Bush has described her husband’s painting, which has done much to shape his image post-presidency, as coming out of a pastime he developed by drawing pictures in a digital app to communicate with their daughters and with her while she was on the road. It was a hobby that Laura, who has a deep and abiding interest in art, encouraged. Now it is one of his.
Laura Bush is unlike her mother-in-law Barbara Bush — another predecessor as first lady — in that she has never seemed to define herself solely as wife and mother — though her daughters say she made clear that being a mother was one of her most important roles.
And she fulfilled that role for eight years in the White House, where teenage indiscretions became national headlines.
Jenna and Barbara, now 32, turn to their mother for career advice. Hager taught school after college and has been under contract with NBC since 2009 to produce segments for NBC’s “Today” show. Both she and Barbara, who is a co-founder of Global Health Corps, live in New York City.

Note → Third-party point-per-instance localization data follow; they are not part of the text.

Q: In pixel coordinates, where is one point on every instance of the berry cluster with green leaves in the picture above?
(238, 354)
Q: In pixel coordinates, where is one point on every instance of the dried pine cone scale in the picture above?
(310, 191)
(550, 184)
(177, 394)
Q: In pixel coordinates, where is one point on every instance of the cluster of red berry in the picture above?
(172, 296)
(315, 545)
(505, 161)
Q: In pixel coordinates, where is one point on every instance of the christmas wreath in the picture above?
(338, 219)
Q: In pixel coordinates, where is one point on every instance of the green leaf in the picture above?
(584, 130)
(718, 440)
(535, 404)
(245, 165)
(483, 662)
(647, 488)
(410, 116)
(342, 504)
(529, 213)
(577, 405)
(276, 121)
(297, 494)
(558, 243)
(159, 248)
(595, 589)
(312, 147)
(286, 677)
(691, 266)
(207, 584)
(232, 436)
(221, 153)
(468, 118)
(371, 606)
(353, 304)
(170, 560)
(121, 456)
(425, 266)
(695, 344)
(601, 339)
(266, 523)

“She’s very strategic and very kind of quiet in her parenting,” says Hager, who became a mother last year. “She never really demanded things from us. She created an atmosphere where we demanded things of ourselves. I don’t know how she did it.”

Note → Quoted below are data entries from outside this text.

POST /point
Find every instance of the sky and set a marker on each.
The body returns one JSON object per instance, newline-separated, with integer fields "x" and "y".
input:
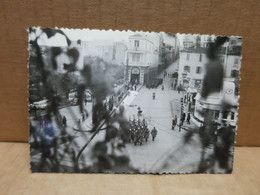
{"x": 94, "y": 34}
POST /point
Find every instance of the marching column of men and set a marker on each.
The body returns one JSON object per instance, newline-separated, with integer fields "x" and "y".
{"x": 140, "y": 132}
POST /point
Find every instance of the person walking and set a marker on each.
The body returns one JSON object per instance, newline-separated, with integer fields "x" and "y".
{"x": 180, "y": 125}
{"x": 183, "y": 117}
{"x": 64, "y": 121}
{"x": 188, "y": 119}
{"x": 174, "y": 122}
{"x": 154, "y": 133}
{"x": 179, "y": 89}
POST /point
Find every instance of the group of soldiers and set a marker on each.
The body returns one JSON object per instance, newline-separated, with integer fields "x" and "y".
{"x": 139, "y": 131}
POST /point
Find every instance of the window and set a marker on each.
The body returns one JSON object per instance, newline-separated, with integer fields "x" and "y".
{"x": 188, "y": 56}
{"x": 232, "y": 117}
{"x": 234, "y": 73}
{"x": 236, "y": 61}
{"x": 233, "y": 42}
{"x": 187, "y": 68}
{"x": 216, "y": 114}
{"x": 198, "y": 69}
{"x": 136, "y": 57}
{"x": 222, "y": 59}
{"x": 197, "y": 84}
{"x": 136, "y": 43}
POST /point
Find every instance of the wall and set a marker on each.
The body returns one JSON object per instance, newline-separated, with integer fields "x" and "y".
{"x": 234, "y": 17}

Barbara says it was her mother who helped her to decide to build her start-up.
“My mom just said to me one day: ‘Are you going to let this stay on your to-do list forever? Just give it a shot. What’s the worst that can happen?’ ” she recalls.
When their mother is in New York, they take her to their favorite neighborhood restaurants. Hager jokes that Bush is a “backseat parent” when it comes to Mila, her only grandchild. “ ‘It’s cold. Mila needs a jacket. . . . Is she hot?’ ”
Beyond family life, both George and Laura Bush fell easily back into longtime routines in Texas. She hosted her high school’s 50-year class reunion at the Bush Center this summer.
A group of friends “just float on the creek and read poetry and tell stories and listen to old music. That was part of the group that put the reunion together,” childhood friend Pamela Nelson says, recalling the night of the reunion this way: “We were delusional. We thought we were really cute dancers.”
Nearly six years removed from Washington, it’s not hard to picture Laura Bush and her friends dancing the night away in Dallas.
On the stage with Michelle Obama at the Kennedy Center, that same levity is evident. Obama is still constrained by her role. The current first lady may be celebrated by pop culture in a way Laura Bush never was — as a force in the fashion industry and vaunted guest on late-night television talk shows. But Bush is experiencing a freedom that she can sense the current first lady longing for.
“Mrs. Obama, I could tell, was thinking about what it would be like for her, and I remember when I first came home I said, ‘I didn’t realize I was under so much stress when I lived at the White House,’ ” Bush says.
“I remember those first few weeks at home I would get in bed at night and think, ‘Oh, now what do I have to do tomorrow?’ And then I would take this deep breath and think — ‘I don’t have to do anything tomorrow.’ It was sort of nice, but it’s still great to be able to work on the issues that were important to us, and we’ll do that for the rest of our lives.”
The comment, spoken off-handedly, seems to summarize the irony of modern first-ladyhood: The truest gift of enduring life in the White House is life after.